As evoluções tecnológicas acabam por criar hábitos e vícios de consumo na sociedade que alimentam o crescimento das empresas que para se manterem necessitam de continuar a estimular os consumidores para que estes continuem a consumir. Acabamos por ser confrontados com soluções que nos permitem melhorias no nosso conforto, poupança de tempo, simplificação de tarefas, novas experiências de vida e melhoramento da nossa qualidade de vida que depois de habituados ou viciados já não prescindimos de tal coisa. Logicamente que tudo isto embrulhado em planos de marketing agressivo, coloca-nos num cenário de consumo no qual procuramos manter ou melhorar o nosso padrão de vida. Algumas destas melodias que apelam ao consumo são de tal maneira “cor-de-rosa” que acabamos por não questionar ou não querer acreditar nos eventuais perigos que daí possam ocorrer.
Ao longo da nossa história tivemos vários episódios que nos deveriam servir de exemplo mas parece que nunca são suficientes para despertarem a nossa desconfiança relativamente a determinadas inovações.

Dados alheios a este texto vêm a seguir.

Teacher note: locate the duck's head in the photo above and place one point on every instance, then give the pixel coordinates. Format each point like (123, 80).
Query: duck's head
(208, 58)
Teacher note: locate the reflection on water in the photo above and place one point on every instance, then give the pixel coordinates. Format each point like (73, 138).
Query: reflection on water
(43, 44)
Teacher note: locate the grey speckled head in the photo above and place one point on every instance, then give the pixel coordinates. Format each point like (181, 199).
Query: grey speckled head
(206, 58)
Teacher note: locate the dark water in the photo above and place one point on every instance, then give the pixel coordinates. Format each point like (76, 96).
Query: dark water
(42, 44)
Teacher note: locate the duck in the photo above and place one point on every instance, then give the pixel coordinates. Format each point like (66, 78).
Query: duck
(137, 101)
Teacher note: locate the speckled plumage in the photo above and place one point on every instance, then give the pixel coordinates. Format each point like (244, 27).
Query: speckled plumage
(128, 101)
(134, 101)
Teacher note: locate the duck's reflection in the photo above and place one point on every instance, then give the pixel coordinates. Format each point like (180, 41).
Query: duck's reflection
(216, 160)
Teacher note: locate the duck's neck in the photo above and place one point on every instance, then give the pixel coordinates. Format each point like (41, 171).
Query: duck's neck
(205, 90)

Claro, porque se não há confiança nem optimismo tudo acaba por se reflectir numa baixa de consumo que afecta as respectivas empresas.

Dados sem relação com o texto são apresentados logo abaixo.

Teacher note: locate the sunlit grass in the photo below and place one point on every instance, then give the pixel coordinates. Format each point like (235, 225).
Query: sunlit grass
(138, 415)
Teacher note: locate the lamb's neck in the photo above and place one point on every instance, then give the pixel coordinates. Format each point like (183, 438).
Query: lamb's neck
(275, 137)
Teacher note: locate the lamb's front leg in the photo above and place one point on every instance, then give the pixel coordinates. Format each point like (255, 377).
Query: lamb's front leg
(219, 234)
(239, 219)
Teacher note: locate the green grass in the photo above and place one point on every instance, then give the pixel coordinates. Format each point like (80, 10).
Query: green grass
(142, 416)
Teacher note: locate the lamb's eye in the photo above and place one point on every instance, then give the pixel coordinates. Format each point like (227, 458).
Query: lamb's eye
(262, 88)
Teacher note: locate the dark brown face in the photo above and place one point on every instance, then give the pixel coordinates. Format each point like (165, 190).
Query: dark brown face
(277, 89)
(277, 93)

Em 1903 a Madame Curie recebeu o prémio Nobel da física pelo reconhecimento do seu trabalho na área da radiação. Um passo importante para a história sem dúvida, mas com impactos brutais para a saúde humana. Naquela época os efeitos maléficos da radiação para a saúde eram desconhecidos e face às propriedades dos materiais radioactivos, rapidamente surgiram oportunidades de negócio para empresas que exploravam a venda de produtos que cativavam as pessoas, tais como malas, sapatos pulseiras e outros objectos radioactivos que brilhavam no escuro, esteticistas usavam Raios-x para depilação facial das mulheres, dentistas seguravam as películas bombardeadas por Raio-x como se de uma televisão se tratasse , dermatologistas usavam Raios-X para combater o acne, as sapatarias tinham máquinas onde os clientes colocavam os pés calçados e podiam ver como os ossos do pé se ajustavam no sapato através de exposição prolongada ao Raio-X (estas máquinas funcionaram durante os anos 1930s, 1940s e 1950s, por curiosidade pode consultar o site http://www.orau.org/ptp/collection/shoefittingfluor/shoe.htm ). O próprio Thomas Edison perdeu o seu assistente, que teve uma morte horrível, vitima de excesso de demonstrações onde este permanecia numa caixa para que as pessoas pudessem ver o interior do seu corpo com recurso ao Raio-X.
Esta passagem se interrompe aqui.